Elon Musk is no longer the world’s richest person and, while his dwindling billions may be making headlines, the source of the commotion is fixed income markets.
Real yields are rising as markets start to fret over the potential for inflation. Is the ‘lower for longer’ interest rate trade finally coming to an end?
The year has started badly in fixed income with yields rising and prices tumbling, particularly in higher quality bonds.
The US 10-year treasury has seen yields rise from 0.9% at the start of the year to 1.4% today, while the 30-year has gone from 1.65% to 2.2%. Similar moves have been seen across the world.
The UK 10-year gilt has gone from 0.2% to 0.7% since January.
More important, says BMO chief economist Steven Bell, is that real yields (government bond yields less inflation) are rising: “Real yields rose over 20bps for 10-year Tips last week, the US equivalent of index-linked bonds. This is one of the biggest moves on record in a single week.
“Even though bond yields rose last Autumn, real yields stayed low.
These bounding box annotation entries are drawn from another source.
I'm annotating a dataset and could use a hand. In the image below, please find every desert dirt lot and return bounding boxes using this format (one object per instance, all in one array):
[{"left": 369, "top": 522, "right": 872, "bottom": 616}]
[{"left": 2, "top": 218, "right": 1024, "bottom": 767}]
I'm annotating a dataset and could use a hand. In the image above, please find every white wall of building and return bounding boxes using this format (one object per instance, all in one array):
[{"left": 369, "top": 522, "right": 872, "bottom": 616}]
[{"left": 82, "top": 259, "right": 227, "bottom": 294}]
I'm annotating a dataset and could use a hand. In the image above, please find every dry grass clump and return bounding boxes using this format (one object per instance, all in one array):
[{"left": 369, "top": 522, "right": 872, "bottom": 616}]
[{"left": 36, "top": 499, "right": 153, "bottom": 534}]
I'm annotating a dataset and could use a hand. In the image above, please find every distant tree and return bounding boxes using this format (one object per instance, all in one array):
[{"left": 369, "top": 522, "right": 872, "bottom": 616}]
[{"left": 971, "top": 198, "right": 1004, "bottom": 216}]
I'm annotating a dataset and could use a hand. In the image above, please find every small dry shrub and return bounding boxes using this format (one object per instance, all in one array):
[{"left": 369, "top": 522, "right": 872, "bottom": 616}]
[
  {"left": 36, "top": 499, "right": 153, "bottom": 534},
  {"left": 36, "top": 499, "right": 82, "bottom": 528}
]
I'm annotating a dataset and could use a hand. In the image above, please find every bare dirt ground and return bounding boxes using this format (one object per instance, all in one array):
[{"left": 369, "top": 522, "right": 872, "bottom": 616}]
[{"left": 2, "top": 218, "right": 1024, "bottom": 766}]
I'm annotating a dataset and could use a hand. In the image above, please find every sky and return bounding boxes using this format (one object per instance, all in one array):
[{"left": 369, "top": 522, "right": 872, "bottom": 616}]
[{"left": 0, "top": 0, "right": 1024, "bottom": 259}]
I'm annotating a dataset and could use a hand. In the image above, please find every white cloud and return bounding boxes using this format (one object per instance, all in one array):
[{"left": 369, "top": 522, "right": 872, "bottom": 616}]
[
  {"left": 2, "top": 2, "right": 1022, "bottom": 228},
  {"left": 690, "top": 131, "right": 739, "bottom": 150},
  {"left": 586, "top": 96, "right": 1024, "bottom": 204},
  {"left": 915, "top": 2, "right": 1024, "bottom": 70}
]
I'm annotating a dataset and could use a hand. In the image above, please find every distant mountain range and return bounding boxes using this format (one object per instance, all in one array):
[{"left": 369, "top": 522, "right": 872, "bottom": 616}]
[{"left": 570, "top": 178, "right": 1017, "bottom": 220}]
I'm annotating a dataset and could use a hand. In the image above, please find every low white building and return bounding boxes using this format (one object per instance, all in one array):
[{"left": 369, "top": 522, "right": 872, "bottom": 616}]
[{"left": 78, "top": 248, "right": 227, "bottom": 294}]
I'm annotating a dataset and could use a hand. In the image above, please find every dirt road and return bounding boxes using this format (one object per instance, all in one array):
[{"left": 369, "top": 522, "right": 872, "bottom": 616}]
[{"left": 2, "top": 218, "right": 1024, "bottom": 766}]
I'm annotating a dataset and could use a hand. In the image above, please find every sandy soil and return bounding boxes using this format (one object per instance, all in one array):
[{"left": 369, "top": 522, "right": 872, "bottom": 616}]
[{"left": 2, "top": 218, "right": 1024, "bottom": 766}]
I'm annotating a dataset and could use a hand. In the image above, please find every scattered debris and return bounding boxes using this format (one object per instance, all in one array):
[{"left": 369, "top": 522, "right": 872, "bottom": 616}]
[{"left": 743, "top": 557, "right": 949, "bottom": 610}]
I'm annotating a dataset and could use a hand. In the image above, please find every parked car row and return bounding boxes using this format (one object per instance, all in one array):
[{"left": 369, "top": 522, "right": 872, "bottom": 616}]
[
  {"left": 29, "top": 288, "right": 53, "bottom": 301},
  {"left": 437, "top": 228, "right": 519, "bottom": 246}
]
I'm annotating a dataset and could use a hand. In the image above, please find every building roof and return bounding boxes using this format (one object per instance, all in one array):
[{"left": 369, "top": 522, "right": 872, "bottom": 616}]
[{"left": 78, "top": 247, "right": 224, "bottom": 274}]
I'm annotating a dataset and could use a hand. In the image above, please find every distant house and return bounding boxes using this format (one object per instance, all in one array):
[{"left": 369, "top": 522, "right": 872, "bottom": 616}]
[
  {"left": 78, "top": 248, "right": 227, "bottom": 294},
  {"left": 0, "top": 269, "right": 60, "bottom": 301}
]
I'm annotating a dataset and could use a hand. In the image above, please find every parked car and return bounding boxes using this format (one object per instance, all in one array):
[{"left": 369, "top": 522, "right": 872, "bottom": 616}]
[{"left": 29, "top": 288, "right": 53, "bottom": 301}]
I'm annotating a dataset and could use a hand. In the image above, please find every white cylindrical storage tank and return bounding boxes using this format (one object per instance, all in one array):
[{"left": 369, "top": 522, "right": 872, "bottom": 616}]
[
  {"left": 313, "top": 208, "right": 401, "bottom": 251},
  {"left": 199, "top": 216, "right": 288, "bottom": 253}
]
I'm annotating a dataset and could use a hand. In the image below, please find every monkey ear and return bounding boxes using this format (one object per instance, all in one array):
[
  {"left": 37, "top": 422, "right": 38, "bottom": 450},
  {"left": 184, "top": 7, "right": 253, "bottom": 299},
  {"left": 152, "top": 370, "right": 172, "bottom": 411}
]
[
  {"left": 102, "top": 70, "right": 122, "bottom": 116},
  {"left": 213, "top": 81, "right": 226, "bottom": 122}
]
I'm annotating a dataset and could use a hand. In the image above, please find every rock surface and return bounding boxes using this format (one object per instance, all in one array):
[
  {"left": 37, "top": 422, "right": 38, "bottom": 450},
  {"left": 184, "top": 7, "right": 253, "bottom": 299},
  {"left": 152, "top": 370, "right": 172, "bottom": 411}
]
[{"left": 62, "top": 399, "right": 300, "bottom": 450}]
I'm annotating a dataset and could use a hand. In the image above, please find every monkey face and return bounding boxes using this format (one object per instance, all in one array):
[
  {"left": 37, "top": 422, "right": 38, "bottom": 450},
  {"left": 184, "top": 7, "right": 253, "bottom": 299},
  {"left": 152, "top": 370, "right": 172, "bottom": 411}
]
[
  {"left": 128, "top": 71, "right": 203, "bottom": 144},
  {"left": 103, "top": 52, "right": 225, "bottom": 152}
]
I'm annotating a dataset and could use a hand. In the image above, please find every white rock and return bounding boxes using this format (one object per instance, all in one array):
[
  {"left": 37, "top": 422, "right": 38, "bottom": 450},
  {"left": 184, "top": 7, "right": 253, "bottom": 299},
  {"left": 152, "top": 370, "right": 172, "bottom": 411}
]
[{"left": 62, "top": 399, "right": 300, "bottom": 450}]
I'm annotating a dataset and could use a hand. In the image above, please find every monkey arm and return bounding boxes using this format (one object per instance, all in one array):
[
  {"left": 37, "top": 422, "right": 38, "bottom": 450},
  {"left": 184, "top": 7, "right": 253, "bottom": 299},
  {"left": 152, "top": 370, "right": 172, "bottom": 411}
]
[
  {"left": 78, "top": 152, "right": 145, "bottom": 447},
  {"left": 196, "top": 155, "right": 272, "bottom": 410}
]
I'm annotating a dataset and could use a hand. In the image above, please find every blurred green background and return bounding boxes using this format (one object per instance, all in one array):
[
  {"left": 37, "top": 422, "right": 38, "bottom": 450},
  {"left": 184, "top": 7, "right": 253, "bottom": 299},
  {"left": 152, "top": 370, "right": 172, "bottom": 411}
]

Now that’s changed.”
Negative real yields support risk assets, particularly those expected to deliver strong earnings in the distant future – such as the technology sector.
This is why the share prices of the highest growth technology companies have been sinking in recent days and why Musk may have to put that Learjet on hold.
Selective repositioning
In fixed income, the pain has been felt most strongly in the US and in long maturity debt.
As of 23 February, funds in the FO Fixed Income EUR Long Maturity debt sector are down by an average of 10% since the start of the year, according to Trustnet.
EUR investment grade corporate bond funds are down an average of 4.7%, while EU – high yield is down just 2.7%. More flexible funds have done better.
There are signs that fund managers are selectively repositioning.
The BlackRock Investment Institute said this week: “We have downgraded government bonds to underweight on a tactical basis, with an increased underweight in US Treasuries.
“We also downgrade euro area peripheral bonds to neutral, as peripheral yields have fallen to near record lows and spreads have narrowed. We downgrade credit to neutral on a tactical horizon, as spreads have narrowed to historical lows, but still like high yield for its income potential.”
BII’s reasoning is that while central banks are likely to keep interest rate low, the huge fiscal impulse and rising inflation is likely to drive up nominal yields and may undermine markets’ faith in the low rate regime.
In other words, it doesn’t matter if rates stay low, if inflation expectations rise it can damage the bond market anyway.
Head for the exit?
Does this mean European investors should be backing away from fixed income?
Not necessarily, says Didier Saint-Georges, member of the strategic investment committee at Carmignac.
This is primarily a US phenomenon, where money supply growth has been strongest, the vaccine rollout has been particularly successful and stimulus packages most generous.
He adds: “Inflation expectations remain very tame in Europe, even including the strong base effect that could impact inflation prints […]. Money supply hasn’t taken off in the same way in Europe or Japan. Concerns on overheating are focused on the US.”
He says there are three reasons that this may signal a ‘regime change’ in US fixed income markets.
The first is that inflation is correlated with money supply and money supply has been rising sharply; secondly, inflation is rising from a low base and finally, the US administration’s programme on minimum wages is likely to raise labour costs over time.
That said, where the US leads, Europe may be forced to follow and to date, there has been no discernible gap between the rise in US rates and those in Europe. Saint-Georges believes that Europe will see less inflationary pressure, but still merits caution: “There should be opportunities for alpha generation on the credit side,” he adds.
Protected hedges
Equally, central bankers may step in if the rout threatens to destablise markets more generally.
Christine Lagarde, president of the European Central Bank, said that it is “closely monitoring” the situation.
Its apparent willingness to act temporarily halted the sell off in bond markets, though it has subsequently resumed.
It is worth noting that the current reflation trade has some considerable risks. It would only take relatively small disruption to the supply of the vaccines to derail the current economic reopening strategy. Consumer spending may not bounce back as expected, while the jobs market also remains fragile.
Confidence data from SMEs is still relatively weak. As such, investors need to be prepared for relatively binary outcomes.
Richard Hodges, manager of the $3.36bn Nomura Global Dynamic Bond Fund, showed the tricky balancing act for many fixed income managers in this environment.
“In the short term, we are content to balance the riskier allocations within the portfolio – cyclically biased high yield exposures, industrial names within convertibles, subordinated financials debt, selected emerging markets – with protective hedges via equity put options and a large allocation to short-dated US Treasuries.”
These are tricky times in the fixed income market and the fact that many knew they were coming will be little consolation. It appears that the ‘lower for longer’ interest rate trade may finally be drawing to a close, but there are risks on both sides.